A total of 2,293 subjects aged ≥20 years in an urbanizing rural Bangladeshi community were investigated. Socio-demographic and anthropometric details, blood pressure, fasting plasma glucose (FPG), 2 hours after 75 g plasma glucose (2hPG), glycosylated hemoglobin, fasting serum insulin and lipid profiles were studied. Presence of depressive symptoms using Montogomery-Asberg Depression Rating Scale was also assessed.

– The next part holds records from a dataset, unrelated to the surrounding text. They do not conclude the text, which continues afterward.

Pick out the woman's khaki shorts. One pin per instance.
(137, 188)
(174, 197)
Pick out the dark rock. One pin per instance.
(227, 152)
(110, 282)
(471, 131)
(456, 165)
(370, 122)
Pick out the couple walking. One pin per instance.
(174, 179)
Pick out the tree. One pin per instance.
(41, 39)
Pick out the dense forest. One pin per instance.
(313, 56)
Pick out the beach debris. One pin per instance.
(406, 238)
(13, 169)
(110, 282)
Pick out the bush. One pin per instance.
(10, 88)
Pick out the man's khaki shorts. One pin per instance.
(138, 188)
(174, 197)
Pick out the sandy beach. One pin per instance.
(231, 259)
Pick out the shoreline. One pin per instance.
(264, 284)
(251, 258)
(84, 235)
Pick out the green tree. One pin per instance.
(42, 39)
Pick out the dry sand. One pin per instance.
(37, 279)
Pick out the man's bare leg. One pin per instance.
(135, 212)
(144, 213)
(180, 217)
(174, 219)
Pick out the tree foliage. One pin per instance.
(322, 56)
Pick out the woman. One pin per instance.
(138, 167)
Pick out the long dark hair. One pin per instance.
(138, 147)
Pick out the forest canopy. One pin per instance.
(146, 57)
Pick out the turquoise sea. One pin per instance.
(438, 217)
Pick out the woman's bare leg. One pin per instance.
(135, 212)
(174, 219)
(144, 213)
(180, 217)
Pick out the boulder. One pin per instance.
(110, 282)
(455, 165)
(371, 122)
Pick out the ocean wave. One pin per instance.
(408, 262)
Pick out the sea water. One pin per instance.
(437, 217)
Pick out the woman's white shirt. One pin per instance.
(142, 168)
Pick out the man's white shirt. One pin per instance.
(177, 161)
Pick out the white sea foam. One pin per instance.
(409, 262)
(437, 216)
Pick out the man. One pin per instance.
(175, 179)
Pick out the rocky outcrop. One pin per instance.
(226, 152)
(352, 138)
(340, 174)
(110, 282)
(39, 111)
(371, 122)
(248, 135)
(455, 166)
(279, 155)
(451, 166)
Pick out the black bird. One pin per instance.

The prevalence of IFG, IGT, IFG+IGT, and T2DM were 3.4%, 4.0%, 1.2%, and 7.9%, respectively. The prevalence of T2DM and impaired glucose regulation differed between males and females, but, both increased with age in both sexes. FPG and 2hPG had positive correlation. Employing logistic regression, it was found that increased age, waist to hip ratio, systolic blood pressure, total cholesterol, triglycerides, and depression were independent risk indicators for diabetes. Both insulin resistance and β-cell deficiency were significantly related for causation of diabetes. Among the study population, 26.2% had general obesity, 39.8% central obesity, 15.5% hypertension, 28.7% dyslipidemia, 17.6% family history of diabetes, and 15.3% had depression. Physical inactivity and smoking habits were significantly higher in male.
Rising prevalence of diabetes and impaired glucose regulation in this urbanizing rural population exist as a significant but hidden public health problem. Depression and other cardiometabolic risk indicators including obesity, hypertension, and dyslipdemia were also prevalent in this population.